Idiopathic membranous nephropathy (iMN) is the major cause of end-stage renal disease (ESRD). Recent guidelines suggest limiting immunosuppressants only to high risk patients for ESRD. The present study is aimed at identifying new predictors for the renal outcome of iMN patients. We conducted a retrospective cohort study covering a period from January 2003 to December 2013. We enrolled participants who had received their first renal biopsy at our medical center in Taiwan with the diagnosis of iMN. Clinical, pathological and laboratory data were collected from medical records. Analyses with Mann–Whitney U test was used for continuous variables and Chi-square test for categorical variables. The Kaplan-Meier curve was used for the analyses of patient survival and renal survival. Youden index was used for evaluating the performance of a dichotomous diagnostic test for renal and patient outcomes. Cox proportional hazard regression was used to determine factors affecting renal survival.A total of 99 patients with renal biopsy-confirmed idiopathic iMNs were enrolled. C3 level ≤114 mg/dl predicted patient outcome (p < 0.001) with good predictive power (AUC = 0.736). The univariate analysis showed that risk factors for poor renal outcome were older age (HR = 1.04, p = 0.002), high BUN (HR = 1.03, p < 0.001), poor baseline renal function (HR = 1.30 and p < 0.001 for higher serum creatinine; HR = 0.97 and p < 0.001 for higher eGFR; HR = 1.06 and p < 0.001 for urine PCR), C3 ≤ 93.4 mg/dl (HR = 2.15, p = 0.017), NLR > 3.34 (HR = 3.30, p < 0.001) and PLR > 14.48 (HR = 2.54, p = 0.003). Stage of iMN did not fully account for the risk of ESRD. This is the first evidence that serum levels of C3 ≤ 93.4 mg/dl predicted poor renal outcomes with good predictive power. Easily obtained markers, NLR > 3.34 also predicted poor renal outcomes.

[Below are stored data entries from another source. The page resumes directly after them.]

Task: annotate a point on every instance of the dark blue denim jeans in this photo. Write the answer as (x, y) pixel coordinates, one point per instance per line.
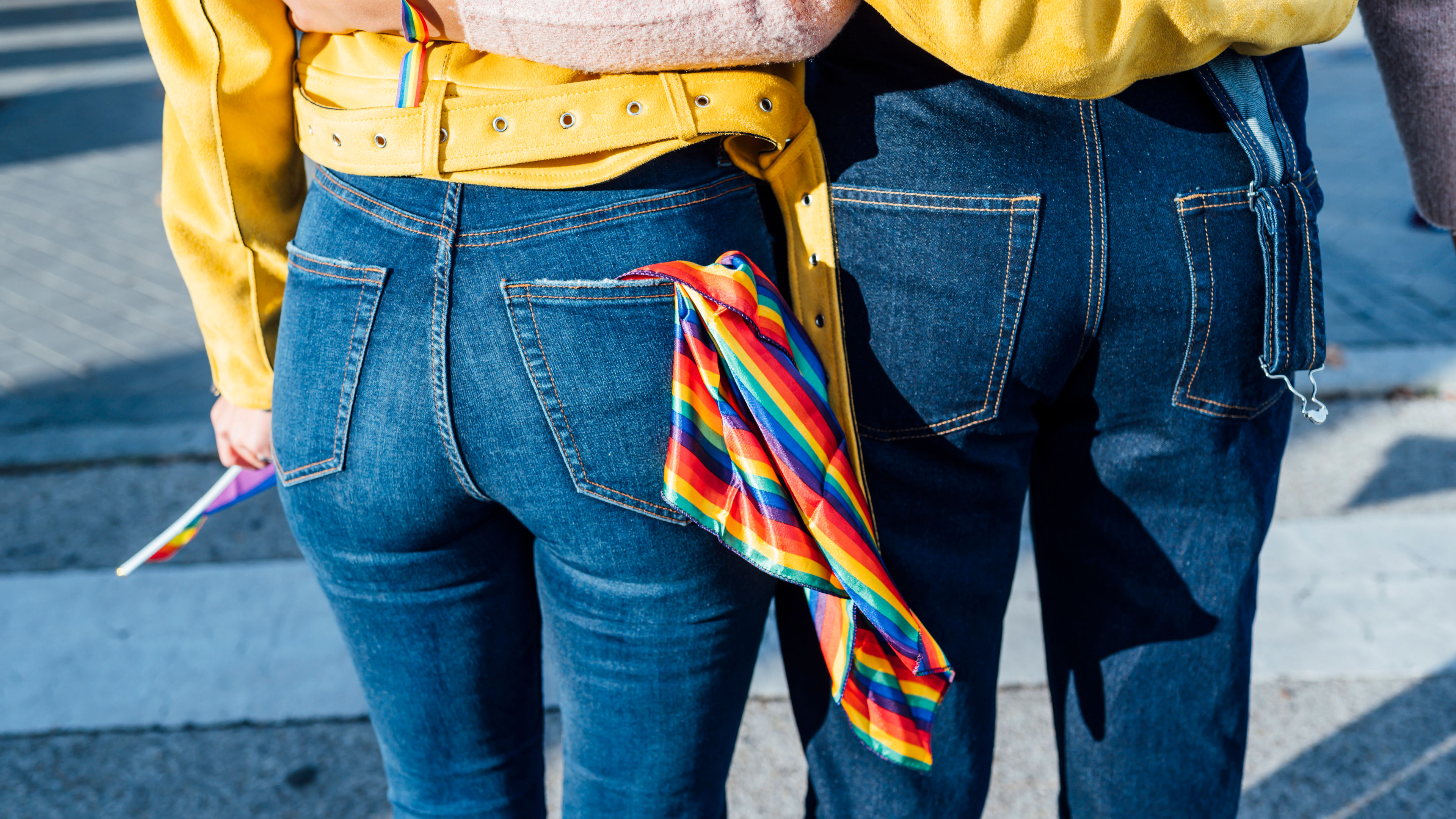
(471, 419)
(1064, 299)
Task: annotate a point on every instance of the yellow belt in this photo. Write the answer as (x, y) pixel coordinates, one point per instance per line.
(608, 127)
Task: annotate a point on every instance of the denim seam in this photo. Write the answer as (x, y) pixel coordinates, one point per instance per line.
(1310, 266)
(615, 285)
(986, 197)
(440, 340)
(350, 190)
(561, 409)
(1283, 216)
(1101, 177)
(929, 430)
(370, 213)
(587, 298)
(1097, 225)
(328, 263)
(603, 221)
(605, 209)
(937, 207)
(334, 275)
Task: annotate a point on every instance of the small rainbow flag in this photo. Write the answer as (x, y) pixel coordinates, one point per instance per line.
(413, 66)
(758, 458)
(237, 486)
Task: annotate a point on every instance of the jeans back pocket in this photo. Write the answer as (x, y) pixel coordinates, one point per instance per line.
(328, 311)
(1221, 373)
(934, 288)
(601, 358)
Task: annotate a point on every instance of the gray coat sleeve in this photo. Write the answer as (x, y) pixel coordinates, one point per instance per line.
(1414, 44)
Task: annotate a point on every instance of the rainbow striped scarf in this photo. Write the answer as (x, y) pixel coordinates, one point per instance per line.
(758, 458)
(411, 89)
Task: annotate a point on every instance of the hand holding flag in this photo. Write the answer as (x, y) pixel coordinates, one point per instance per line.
(237, 486)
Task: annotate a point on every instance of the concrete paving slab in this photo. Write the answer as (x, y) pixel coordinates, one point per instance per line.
(97, 518)
(1360, 596)
(171, 646)
(327, 770)
(1385, 457)
(75, 445)
(1317, 750)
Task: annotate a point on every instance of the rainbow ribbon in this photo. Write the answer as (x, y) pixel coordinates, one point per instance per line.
(234, 487)
(758, 458)
(413, 66)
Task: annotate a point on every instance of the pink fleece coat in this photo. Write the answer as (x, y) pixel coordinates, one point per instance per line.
(653, 36)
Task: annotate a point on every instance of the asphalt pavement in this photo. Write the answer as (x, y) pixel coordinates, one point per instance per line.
(218, 687)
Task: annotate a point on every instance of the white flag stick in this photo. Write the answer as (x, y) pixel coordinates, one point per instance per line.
(178, 525)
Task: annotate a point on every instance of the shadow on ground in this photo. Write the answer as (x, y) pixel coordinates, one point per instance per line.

Idiopathic membranous nephropathy (iMN) is the major cause of nephrotic syndrome in adults1. Its common pathological finding is the presence of subepithelial deposition over glomerular basement membrane (GBM). The outcome is heterogeneous, spreading from a self-limited status to an end-stage renal disease (ESRD). In addition, the mainstream treatment for iMN is immunosuppressants. However, there is no consensus among medical professionals regarding the timing, types and doses of immunosuppressants. Recently, published in Kidney Disease Improving Global Outcomes (KDIGO) have suggested alkylating agents to be used only in patients with the highest risk for kidney failure in order to avoid unnecessary complications, like infections2. Therefore, the identification of the risk factors for renal outcome of iMN is needed.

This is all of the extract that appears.